Are you planning a trip to Greece this summer? Do you love learning tips and tricks about Greece? Here is some helpful information that can help you navigate the many wonderful bakeries the country has to offer.

A couple sitting on a bench in front of the Papagiorgis Pâtisserie in Corfu (Kerkyra) enjoying ice cream.
Kosta and me enjoying an ice cream at the famous Papagiorgis Pâtisserie in Corfu (Kerkyra), Greece.

Fournos versus Zaharoplasteio

One of the main concepts to understand about Greek bakeries is that what most Americans think of as a "bakery" might not be the same type of establishment in Greece. (Remember, I'm writing from the perspective of someone who grew up in the US :) ). While most of North America might think of a bakery as somewhere to pick up freshly baked bread or perhaps cake, cookies, or other dessert... in Greece things might look different. There, a "Fournos" (Φούρνος), which translates to oven, is a place where you can find freshly-baked bread and other savoury products like pites, paximadia, or croissants. In contrast, if you are in Greece and looking for a place to purchase sweet treats like traditional syrup-based desserts (think baklava, kataifi, touloumbakia, etc.), cakes, ice cream, you would want to look for a Zaharoplasteio (Ζαχαροπλαστείο), or Patisserie.

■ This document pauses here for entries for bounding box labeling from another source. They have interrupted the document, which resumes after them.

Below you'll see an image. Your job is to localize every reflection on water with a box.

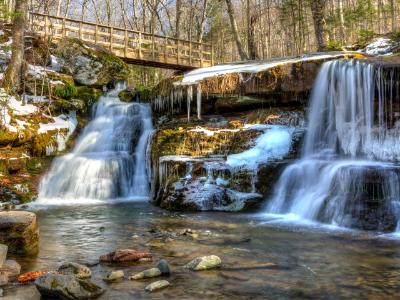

[8,203,400,299]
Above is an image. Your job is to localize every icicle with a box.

[186,85,193,122]
[197,83,201,120]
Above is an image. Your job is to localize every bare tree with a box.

[311,0,326,51]
[4,0,28,93]
[225,0,249,60]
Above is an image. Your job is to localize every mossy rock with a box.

[0,129,18,146]
[76,86,103,107]
[118,89,136,102]
[56,38,130,87]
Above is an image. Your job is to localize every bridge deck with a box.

[30,13,214,70]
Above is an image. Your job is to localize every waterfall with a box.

[267,60,400,231]
[38,84,153,204]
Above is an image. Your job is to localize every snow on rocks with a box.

[181,53,350,85]
[365,37,396,55]
[227,125,294,170]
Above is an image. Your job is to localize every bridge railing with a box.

[30,13,214,68]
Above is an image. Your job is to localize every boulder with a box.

[56,38,129,87]
[145,280,171,292]
[104,270,125,282]
[157,259,171,275]
[0,259,21,280]
[129,268,161,280]
[35,273,105,300]
[185,255,221,271]
[0,211,39,255]
[58,262,92,279]
[100,249,152,263]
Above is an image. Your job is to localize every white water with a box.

[267,60,400,231]
[36,84,153,204]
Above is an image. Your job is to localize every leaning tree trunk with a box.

[226,0,248,60]
[311,0,326,51]
[4,0,28,93]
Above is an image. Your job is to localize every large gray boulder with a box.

[0,211,39,255]
[35,273,105,300]
[56,38,129,86]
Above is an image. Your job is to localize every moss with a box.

[0,129,18,146]
[53,83,77,100]
[32,132,56,157]
[135,85,152,102]
[118,89,136,102]
[76,86,103,107]
[26,158,42,172]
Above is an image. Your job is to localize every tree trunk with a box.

[311,0,326,51]
[175,0,182,39]
[198,0,208,43]
[226,0,248,60]
[4,0,28,93]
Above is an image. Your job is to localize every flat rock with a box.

[58,262,92,279]
[185,255,221,271]
[145,280,171,292]
[35,273,105,300]
[104,270,125,282]
[0,259,21,279]
[129,268,161,280]
[100,249,152,262]
[157,259,171,275]
[0,244,8,268]
[0,211,39,255]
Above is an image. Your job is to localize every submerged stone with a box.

[145,280,171,292]
[35,273,105,300]
[0,211,39,255]
[104,270,125,282]
[185,255,221,271]
[58,262,92,279]
[129,268,161,280]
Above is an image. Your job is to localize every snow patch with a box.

[365,38,394,55]
[227,125,294,170]
[181,54,343,85]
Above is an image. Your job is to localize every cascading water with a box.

[37,83,153,204]
[267,60,400,231]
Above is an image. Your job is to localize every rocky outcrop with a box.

[151,111,304,212]
[152,52,365,115]
[0,211,39,255]
[55,38,129,87]
[35,273,105,300]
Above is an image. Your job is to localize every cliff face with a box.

[0,29,129,207]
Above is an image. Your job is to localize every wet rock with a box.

[0,244,8,268]
[157,259,171,275]
[129,268,161,280]
[185,255,221,271]
[0,211,39,255]
[0,259,21,280]
[160,179,264,212]
[35,274,105,300]
[100,249,152,262]
[58,262,92,279]
[56,39,129,86]
[145,280,171,292]
[104,270,125,282]
[18,271,46,283]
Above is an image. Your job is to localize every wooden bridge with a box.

[29,13,214,71]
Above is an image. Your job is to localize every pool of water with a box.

[6,202,400,299]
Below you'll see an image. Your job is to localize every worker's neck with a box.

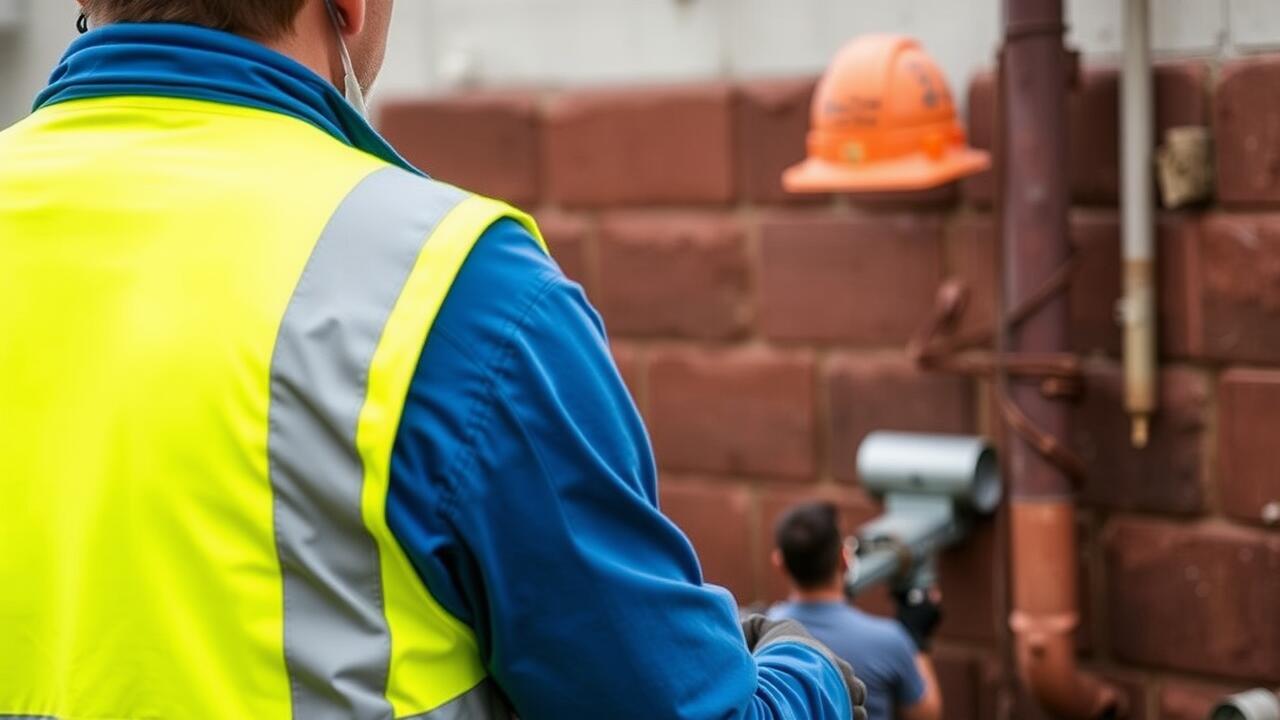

[260,3,343,90]
[791,578,845,603]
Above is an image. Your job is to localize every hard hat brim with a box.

[782,147,991,193]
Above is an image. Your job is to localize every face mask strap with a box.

[324,0,369,117]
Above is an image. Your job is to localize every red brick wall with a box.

[381,56,1280,720]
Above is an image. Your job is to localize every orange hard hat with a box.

[782,35,991,192]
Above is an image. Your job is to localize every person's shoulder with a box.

[764,602,795,620]
[846,607,906,642]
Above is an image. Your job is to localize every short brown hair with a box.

While there is definitely a distinction between the two, you'll probably find that some of the products overlap depending on where you are in Greece. If you're looking for a sweet treat and the only business near you is a fournos, it's still worth a visit in case they do have some sweets available.


Fournos


A photograph depicting some of the food items one can expect when visiting a Greek bakery - breads, koulouria, pites, etc.
Prozymi, Syros, Greece

Some of the most common dishes you can find at the fournos include a variety of freshly-baked breads, koulouria, pites, bougatsa, and peinirli.


The fresh breads come in a variety of sizes from baguettes to whole grain to smaller round breads. You might be wondering what the rest of the items are, so I hope you find this guide helpful! Koulouria - round, circular breads that are baked into a shape similar to that of a bagel. They are often either filled with cream cheese or not filled, but decorated with sesame seeds on the outside. As the day goes on, they tend to harden up and are often enjoyed for breakfast or dipped into coffee.

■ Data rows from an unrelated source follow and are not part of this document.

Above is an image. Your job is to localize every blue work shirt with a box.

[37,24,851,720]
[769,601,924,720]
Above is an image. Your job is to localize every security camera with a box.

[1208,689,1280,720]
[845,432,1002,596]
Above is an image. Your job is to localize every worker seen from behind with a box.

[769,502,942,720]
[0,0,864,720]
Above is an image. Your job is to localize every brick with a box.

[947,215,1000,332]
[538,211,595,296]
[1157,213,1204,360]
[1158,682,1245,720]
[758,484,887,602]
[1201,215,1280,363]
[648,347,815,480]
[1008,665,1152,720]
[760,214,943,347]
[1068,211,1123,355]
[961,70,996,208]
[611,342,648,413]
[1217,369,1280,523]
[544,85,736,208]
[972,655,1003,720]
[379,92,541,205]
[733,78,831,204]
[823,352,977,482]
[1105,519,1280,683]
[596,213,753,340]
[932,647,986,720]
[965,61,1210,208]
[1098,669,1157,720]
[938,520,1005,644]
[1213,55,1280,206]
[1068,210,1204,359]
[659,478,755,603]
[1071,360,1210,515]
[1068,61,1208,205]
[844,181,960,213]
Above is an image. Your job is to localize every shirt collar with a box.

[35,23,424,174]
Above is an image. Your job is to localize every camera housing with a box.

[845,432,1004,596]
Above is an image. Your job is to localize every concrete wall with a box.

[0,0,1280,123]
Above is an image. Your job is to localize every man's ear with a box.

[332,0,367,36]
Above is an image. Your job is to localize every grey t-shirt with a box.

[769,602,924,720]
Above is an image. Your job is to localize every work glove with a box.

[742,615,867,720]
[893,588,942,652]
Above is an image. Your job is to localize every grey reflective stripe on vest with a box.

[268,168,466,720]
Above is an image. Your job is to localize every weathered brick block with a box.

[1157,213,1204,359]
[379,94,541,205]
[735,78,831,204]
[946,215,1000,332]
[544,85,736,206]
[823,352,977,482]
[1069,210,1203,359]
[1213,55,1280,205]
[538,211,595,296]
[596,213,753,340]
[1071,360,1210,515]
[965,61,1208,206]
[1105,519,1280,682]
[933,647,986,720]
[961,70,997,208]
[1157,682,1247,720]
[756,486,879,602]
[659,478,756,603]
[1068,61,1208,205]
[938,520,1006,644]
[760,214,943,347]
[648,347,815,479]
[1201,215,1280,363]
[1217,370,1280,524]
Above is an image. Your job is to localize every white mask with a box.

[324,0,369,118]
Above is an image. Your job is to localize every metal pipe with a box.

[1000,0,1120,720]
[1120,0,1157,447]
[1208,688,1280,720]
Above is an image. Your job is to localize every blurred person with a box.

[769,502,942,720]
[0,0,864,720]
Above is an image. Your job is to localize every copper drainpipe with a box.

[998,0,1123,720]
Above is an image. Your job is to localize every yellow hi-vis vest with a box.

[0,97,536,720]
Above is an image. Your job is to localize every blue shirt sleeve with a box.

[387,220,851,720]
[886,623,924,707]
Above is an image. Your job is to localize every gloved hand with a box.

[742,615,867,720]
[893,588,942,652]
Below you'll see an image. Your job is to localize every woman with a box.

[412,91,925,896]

Pites - small savoury "pies" usually filled with vegetables or meat filling and commonly made with either phyllo pastry, which is thin and crispy, or with puff pastry. While the most classic pites are probably spanakopita (spinach pita) and tyropita (cheese pita), there are other common flavours including cheese and ham, leek, spinach and cheese, and chicken.


Bougatsa - similar to a pita, this is a combination of phyllo pastry and a sweet custard semolina cream best topped with powdered sugar and cinnamon. Commonly enjoyed for breakfast, there are also savoury options similar to pites which can be filled with feta, spinach, or minced meat.


Peinerli - this bread-based savoury bite is often shaped like a boat and filled with a variety of tastes from ham to vegetable and most commonly made with a yellow cheese. They are similar to a pizza or flatbread.


Zaharoplasteio


Photo of a display case at a Greek zaharoplasteio.

Just as there are common foods to expect at the fournos, you'll notice common sweets sold at most patisseries. There are variances among different regions of Greece though, so you can't expect each one to sell the same items. There are so many amazing Greek sweets that I've got to write another post on it, but if you want to learn the more common ones, keep reading below.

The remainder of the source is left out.